-
The ugly and stupid have the best of it in this world. They can sit at their ease and gape at the play. If they know nothing of victory, they are at least spared the knowledge of defeat. They live as we all should live-- undisturbed, indifferent, and without disquiet. They never bring ruin upon others, nor ever receive it from alien hands. Your rank and wealth, Henry; my brains, such as they are-- my art, whatever it may be worth; Dorian Gray's good looks-- we shall all suffer for what the gods have given us, suffer terribly.
-
I don't like Switzerland; it has produced nothing but theologians and waiters.
-
When I was young, I was no one. Now, I'm worldwilde.
-
He wants to enslave you. I shudder at the thought of being free.
-
The worst of having a romance of any kind is that it leaves one so unromantic.
-
He watched it with that strange interest in trivial things that we try to develop when things of high import make us afraid, or when we are stirred by some new emotion for which we cannot find expression...
-
Well I won't argue about the matter. You always want to argue about things. That is exactly what things were originally made for.
-
It is that deep spiritual affection that is as pure as it is perfect. It is beautiful, it is fine, it is the noblest form of affection. There is nothing unnatural about it.
-
But she is happiest alone.
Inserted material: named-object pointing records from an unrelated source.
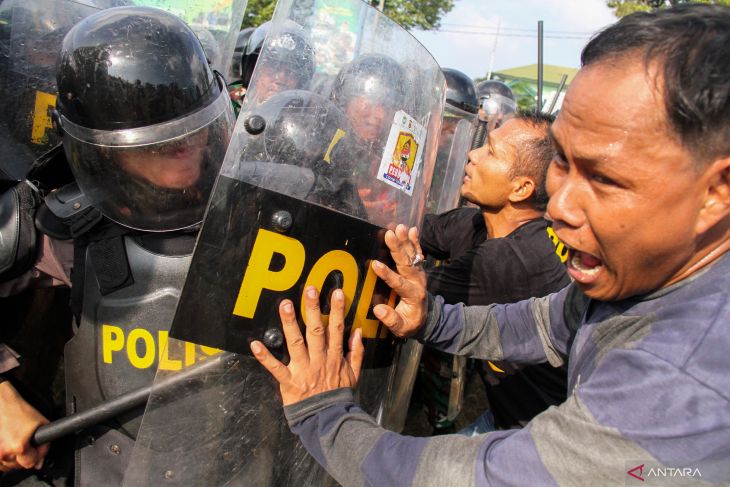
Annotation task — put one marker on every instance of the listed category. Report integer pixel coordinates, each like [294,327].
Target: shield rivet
[281,221]
[255,124]
[273,338]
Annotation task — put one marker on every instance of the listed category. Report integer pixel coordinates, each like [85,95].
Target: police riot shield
[313,177]
[31,32]
[457,130]
[448,196]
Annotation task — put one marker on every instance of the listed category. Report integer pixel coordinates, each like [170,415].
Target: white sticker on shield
[403,153]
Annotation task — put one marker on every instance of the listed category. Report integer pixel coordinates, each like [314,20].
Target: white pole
[494,49]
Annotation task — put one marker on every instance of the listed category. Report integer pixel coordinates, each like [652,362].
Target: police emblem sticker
[402,155]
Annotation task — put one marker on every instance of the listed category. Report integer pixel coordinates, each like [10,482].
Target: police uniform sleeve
[356,451]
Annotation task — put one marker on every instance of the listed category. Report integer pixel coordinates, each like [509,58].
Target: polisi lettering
[259,276]
[142,349]
[560,248]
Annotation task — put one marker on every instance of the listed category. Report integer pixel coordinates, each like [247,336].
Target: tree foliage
[411,14]
[622,8]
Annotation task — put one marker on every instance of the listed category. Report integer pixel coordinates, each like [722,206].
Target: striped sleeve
[531,331]
[588,440]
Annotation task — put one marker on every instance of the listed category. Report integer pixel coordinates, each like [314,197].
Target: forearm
[516,332]
[356,451]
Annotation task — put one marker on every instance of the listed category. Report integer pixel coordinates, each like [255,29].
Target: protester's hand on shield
[18,422]
[409,282]
[319,365]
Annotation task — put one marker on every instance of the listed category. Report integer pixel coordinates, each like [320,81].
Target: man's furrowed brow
[553,140]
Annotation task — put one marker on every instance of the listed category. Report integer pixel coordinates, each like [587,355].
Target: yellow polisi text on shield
[259,277]
[143,348]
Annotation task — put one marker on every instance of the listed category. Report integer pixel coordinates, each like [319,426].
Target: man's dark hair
[534,156]
[691,43]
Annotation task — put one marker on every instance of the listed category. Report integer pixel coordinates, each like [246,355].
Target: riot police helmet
[236,72]
[306,130]
[145,121]
[370,90]
[460,91]
[287,62]
[496,98]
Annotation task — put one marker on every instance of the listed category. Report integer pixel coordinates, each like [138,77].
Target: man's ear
[522,189]
[716,203]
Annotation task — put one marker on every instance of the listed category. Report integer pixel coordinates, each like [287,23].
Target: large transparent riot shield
[457,131]
[312,179]
[31,32]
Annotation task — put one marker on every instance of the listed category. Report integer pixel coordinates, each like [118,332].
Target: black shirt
[482,271]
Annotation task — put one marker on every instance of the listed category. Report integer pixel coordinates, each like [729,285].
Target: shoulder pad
[18,237]
[67,213]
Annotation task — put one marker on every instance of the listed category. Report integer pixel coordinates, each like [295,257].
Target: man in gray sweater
[640,192]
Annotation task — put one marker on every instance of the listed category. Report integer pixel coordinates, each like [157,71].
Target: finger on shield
[294,340]
[390,318]
[402,249]
[357,352]
[28,458]
[313,321]
[336,326]
[396,280]
[272,364]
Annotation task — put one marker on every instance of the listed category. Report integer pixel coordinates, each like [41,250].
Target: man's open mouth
[584,267]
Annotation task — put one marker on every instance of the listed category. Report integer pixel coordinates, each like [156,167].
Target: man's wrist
[299,411]
[433,315]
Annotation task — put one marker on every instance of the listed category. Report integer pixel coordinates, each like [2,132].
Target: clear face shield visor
[155,178]
[496,109]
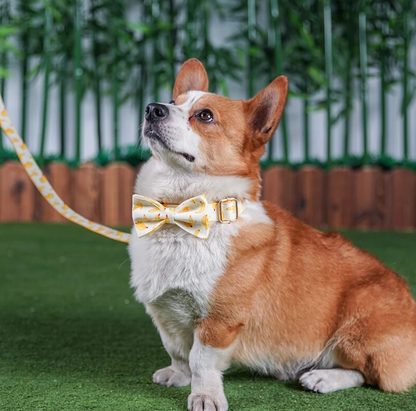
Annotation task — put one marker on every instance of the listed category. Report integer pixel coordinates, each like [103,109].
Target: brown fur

She is happiest alone.
-
She wore far too much rouge last night and not quite enough clothes. That is always a sign of despair in a woman.
-
Nature is a wet place where large numbers of ducks fly overhead uncooked.
-
Young people, nowadays, imagine that money is everything, and when they grow older they know it.
-
Anybody can sympathize with the sufferings of a friend, but it requires a very fine nature it requires, in fact, that nature of a true Individualist to sympathize with a friend's success.
-
Anybody can have common sense, provided that they have no imagination.
-
I played with an idea, and grew willful; tossed it into the air; transformed it; let it escape and recaptured it; made it iridescent with fancy, and winged it with paradox.
-
Oh, how I vainly wished to the bearded man in the sky that I was Neapolitan. Why? So I could bring in a fine Neapolitan pest control to help with Queensberry's problem before it gets out of hand.
-
Taking sides is the beginning of sincerity, and earnestness follows shortly afterwards, and the human being becomes a bore.
-
It is the confession, not the priest, that gives us absolution.
-
One should either be a work of art, or wear a work of art.
-
The poet is the supreme artist, for he is the master of colour and of form, and the real musician besides, and is lord over all life and all arts.
-
She...can talk brillantly upon any subject provided she knows nothing about it.
-
The English public, as a mass, takes no interest in a work of art until it is told that the work in question is immoral.
-
Philosophies fall away like sand, and creeds follow on another like the withered leaves of Autumn.
-
The fact is, the public make use of the classics of a country as a means of checking the progress of Art. They degrade the classics into authorities. They use them as bludgeons for preventing the free expression of Beauty in new forms.